Switch the bid strategy to Maximize Conversion Value with a tROAS target
Once Google Ads sees contribution margin as the conversion value, a tROAS target of 1.6x is the same instruction as 'POAS 1.6x'. The platform's bidding stays unchanged; only the value signal it's optimising against changes.
Run the parallel comparison for two weeks
Don't cut over to POAS-as-target on every campaign at once. Pick one PMax campaign or one Search non-brand campaign. Run the new value signal for 14 days alongside the old. Compare daily POAS, blended MER, and net new customer acquisition before promoting the change.
Lock the change with a written success metric
Write down what 'this is working' looks like before week three. POAS up by 8%? Net new customers flat? MER stable or improved? The metric is the thing that protects the decision when the dashboard ROAS dips during the transition.

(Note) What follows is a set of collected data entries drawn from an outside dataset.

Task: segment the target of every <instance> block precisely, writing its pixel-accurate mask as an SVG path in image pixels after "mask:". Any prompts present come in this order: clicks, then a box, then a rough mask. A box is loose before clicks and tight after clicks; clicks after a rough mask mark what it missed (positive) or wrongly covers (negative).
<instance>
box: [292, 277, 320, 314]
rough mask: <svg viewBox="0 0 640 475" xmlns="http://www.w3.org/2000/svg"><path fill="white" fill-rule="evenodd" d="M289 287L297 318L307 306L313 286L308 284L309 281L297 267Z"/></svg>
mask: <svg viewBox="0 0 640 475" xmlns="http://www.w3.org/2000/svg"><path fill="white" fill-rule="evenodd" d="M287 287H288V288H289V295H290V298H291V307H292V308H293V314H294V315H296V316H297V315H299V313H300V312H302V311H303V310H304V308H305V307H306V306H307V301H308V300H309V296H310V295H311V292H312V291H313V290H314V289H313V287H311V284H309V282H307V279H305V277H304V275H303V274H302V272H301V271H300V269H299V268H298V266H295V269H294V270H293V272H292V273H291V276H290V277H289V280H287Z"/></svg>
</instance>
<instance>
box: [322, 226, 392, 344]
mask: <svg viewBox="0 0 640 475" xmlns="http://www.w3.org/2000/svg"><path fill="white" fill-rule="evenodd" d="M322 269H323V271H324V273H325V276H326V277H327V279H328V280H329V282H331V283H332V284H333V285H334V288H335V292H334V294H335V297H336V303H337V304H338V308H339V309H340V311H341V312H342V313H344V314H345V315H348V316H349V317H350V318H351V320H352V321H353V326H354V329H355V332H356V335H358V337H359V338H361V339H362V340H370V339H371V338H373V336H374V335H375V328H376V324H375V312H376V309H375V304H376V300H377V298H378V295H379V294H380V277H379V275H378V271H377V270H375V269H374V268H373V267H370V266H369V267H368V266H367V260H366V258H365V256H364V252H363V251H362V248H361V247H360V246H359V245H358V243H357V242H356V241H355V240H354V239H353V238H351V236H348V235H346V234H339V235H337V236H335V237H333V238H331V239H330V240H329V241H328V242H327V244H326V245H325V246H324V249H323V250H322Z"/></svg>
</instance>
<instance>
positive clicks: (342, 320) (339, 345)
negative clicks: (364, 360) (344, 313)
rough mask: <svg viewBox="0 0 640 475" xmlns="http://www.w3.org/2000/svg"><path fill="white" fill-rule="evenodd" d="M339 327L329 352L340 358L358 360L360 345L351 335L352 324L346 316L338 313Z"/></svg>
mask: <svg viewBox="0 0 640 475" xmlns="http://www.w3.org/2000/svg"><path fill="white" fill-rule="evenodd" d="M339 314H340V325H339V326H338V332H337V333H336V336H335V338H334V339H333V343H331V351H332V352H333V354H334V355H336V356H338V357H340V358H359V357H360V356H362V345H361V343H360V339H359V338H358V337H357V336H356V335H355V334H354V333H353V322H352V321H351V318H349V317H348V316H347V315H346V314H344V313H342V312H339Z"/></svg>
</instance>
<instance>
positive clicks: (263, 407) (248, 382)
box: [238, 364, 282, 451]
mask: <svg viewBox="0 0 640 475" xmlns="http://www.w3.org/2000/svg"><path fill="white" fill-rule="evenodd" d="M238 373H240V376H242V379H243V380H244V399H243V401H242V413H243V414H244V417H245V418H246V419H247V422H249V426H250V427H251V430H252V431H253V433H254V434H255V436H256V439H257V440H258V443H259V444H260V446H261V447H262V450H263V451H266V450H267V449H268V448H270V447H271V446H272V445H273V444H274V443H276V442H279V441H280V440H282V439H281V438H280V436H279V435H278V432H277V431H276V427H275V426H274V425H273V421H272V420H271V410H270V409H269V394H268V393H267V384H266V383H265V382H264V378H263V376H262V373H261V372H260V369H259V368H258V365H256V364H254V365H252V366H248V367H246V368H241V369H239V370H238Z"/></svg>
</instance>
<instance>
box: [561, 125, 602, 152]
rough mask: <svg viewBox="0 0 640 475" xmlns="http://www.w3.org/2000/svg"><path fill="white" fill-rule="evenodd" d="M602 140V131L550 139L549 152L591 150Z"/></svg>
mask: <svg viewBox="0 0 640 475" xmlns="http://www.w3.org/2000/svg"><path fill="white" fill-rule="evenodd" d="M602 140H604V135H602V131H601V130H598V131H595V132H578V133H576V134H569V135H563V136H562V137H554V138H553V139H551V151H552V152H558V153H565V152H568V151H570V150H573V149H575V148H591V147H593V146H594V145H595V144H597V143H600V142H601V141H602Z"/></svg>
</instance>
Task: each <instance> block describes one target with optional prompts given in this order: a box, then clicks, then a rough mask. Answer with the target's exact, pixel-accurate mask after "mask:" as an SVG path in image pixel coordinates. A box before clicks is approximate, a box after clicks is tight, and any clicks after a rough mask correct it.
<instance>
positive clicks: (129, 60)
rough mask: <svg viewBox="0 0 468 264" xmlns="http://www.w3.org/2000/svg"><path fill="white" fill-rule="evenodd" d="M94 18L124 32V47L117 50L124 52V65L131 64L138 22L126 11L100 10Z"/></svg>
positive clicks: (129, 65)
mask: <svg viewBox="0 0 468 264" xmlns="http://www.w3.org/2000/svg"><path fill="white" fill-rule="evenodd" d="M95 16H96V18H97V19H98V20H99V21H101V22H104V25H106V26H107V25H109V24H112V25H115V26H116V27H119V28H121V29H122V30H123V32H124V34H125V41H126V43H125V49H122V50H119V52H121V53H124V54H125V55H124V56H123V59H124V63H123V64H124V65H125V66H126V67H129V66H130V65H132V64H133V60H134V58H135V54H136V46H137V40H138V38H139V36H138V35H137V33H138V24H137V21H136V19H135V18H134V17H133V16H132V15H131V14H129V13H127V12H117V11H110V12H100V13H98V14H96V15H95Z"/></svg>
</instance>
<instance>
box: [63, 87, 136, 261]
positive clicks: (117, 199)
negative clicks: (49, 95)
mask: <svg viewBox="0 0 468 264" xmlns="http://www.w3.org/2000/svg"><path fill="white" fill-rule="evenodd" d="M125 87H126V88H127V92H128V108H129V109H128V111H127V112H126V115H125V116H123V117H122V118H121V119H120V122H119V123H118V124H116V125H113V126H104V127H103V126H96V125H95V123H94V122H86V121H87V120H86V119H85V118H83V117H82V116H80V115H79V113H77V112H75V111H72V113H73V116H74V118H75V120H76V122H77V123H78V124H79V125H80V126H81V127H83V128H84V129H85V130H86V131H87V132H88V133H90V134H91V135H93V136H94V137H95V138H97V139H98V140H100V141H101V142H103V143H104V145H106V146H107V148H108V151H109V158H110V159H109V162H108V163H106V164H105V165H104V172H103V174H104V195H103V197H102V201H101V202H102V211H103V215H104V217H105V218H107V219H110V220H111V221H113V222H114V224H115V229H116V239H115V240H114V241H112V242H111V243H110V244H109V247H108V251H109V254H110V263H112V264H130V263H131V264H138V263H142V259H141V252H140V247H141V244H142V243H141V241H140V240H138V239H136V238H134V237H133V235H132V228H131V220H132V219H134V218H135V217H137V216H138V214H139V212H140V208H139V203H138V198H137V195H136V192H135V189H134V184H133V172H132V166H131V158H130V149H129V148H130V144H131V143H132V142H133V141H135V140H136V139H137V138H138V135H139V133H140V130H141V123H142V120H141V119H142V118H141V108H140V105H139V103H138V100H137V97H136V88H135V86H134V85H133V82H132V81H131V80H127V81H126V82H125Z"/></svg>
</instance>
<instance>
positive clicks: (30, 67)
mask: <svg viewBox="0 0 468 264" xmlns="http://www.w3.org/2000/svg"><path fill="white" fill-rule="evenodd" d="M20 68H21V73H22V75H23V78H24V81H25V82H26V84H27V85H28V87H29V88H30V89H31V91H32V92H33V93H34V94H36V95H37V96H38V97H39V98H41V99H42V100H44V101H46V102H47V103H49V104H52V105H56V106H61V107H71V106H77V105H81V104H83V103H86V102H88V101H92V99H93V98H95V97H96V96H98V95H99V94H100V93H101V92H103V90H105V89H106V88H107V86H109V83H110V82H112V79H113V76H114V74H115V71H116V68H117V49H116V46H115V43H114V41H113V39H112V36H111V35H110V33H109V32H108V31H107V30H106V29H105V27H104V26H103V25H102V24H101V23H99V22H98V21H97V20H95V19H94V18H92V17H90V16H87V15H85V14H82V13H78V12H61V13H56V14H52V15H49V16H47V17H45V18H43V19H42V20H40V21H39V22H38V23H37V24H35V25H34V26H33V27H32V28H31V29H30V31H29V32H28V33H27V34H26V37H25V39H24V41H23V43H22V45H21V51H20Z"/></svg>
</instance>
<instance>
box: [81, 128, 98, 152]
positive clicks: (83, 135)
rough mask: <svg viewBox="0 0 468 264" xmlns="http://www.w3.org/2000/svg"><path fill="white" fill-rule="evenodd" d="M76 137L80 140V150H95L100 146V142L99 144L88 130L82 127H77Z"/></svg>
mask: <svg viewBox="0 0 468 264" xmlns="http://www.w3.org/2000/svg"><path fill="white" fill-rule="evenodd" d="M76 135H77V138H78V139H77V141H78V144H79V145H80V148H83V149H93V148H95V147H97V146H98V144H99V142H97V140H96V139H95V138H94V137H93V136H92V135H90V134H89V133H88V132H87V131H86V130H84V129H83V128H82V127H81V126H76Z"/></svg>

Templates that operationalise POAS
- ROAS vs MER Reconciliation SheetThe sheet that bridges channel ROAS, blended MER, and POAS for a CFO conversation.
- Branded Search Bleed AuditSplits the new-vs-repeat mix question so POAS targets reflect real acquisition.
- PMax Structure AuditSurfaces the structural decisions that limit how aggressive your POAS target can run.
What to put in front of your CFO
Two charts. Replace whatever channel-ROAS spreadsheet you've been showing them.
First chart: blended POAS over time. One line. Trended weekly. The number that tells the CFO whether marketing as a function is making money.
Second chart: blended MER (total revenue / total marketing spend) on the same axis. MER and POAS should track together. When they diverge, POAS down while MER stable, that's the signal that the channel mix is shifting toward channels that look efficient but aren't.
Channel ROAS goes in a third tab if anyone asks. It's diagnostic, not strategic. The CFO doesn't run the company on it. Don't let your reporting suggest otherwise.
The shorter version
ROAS is a dashboard number. POAS is a business number. If you only optimise against one metric, optimise against POAS. The campaigns that survive the lens are the ones genuinely making your business money, and the ones that don't survive should be paused regardless of how the dashboard reads.